I'm surprised that this didn't cause trouble earlier; it seems that
unlocking an unlocked mutex raises no errors (but under heavy load, when
the mutex is locked by another thread then unlocking it can cause trouble).
Michael Vrable [Mon, 20 Sep 2010 03:07:27 +0000 (20:07 -0700)]
More fixes for memory management.
This should allow memory and cache space to be reclaimed by not keeping
items pinned in memory, finally. Still needs a bit more testing.
Michael Vrable [Sun, 19 Sep 2010 22:22:02 +0000 (15:22 -0700)]
Work on reducing memory pinned by the inode map.
Michael Vrable [Sun, 19 Sep 2010 18:31:15 +0000 (11:31 -0700)]
Add cleaner option to rewrite and compact all inodes (but not all data).
Michael Vrable [Sun, 19 Sep 2010 04:22:15 +0000 (21:22 -0700)]
Allow cloudlog items to be unreferenced in the background.
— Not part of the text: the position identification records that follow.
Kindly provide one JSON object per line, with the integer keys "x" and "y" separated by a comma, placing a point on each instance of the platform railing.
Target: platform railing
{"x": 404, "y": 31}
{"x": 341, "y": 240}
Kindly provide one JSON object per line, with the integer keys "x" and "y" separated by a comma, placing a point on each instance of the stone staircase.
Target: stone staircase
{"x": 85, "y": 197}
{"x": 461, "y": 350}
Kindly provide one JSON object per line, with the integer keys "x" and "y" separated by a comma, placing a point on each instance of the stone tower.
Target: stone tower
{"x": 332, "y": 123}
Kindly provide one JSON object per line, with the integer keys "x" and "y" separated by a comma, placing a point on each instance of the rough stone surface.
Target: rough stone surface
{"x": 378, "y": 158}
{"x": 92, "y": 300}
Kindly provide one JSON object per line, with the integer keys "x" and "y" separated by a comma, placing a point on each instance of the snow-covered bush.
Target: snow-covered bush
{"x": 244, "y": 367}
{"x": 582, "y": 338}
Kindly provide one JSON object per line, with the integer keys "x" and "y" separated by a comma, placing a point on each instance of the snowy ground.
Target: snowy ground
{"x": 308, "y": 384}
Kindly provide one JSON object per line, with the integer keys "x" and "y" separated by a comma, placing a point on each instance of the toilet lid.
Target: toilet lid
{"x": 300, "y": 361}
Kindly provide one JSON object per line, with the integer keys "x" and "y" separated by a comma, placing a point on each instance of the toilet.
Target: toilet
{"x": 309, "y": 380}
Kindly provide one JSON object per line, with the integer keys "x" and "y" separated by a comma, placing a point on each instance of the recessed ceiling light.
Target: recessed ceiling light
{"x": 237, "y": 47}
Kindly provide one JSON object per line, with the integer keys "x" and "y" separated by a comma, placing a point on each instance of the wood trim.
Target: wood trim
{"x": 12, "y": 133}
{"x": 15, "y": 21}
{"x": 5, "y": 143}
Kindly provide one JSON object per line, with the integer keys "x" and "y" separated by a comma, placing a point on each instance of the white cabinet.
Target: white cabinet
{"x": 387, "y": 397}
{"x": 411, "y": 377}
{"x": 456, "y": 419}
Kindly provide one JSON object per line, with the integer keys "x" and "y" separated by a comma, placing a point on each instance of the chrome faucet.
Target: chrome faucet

This is to avoid certain deadlocks, when we don't care if resources are
reclaimed immediately or not.
Michael Vrable [Sun, 19 Sep 2010 00:44:07 +0000 (17:44 -0700)]
Do not hold references to all inode data in inode map.
The inode map should not hold full refereces to all inode objects and all
corresponding data, since that will lock all such data in memory or the
disk cache. Do some initial work towards just holding weak references to
the data so that it can be expired from the cache.
Michael Vrable [Wed, 15 Sep 2010 20:29:42 +0000 (13:29 -0700)]
Restart journal sequence numbering properly.
Handle the case even where some old journal files have been deleted.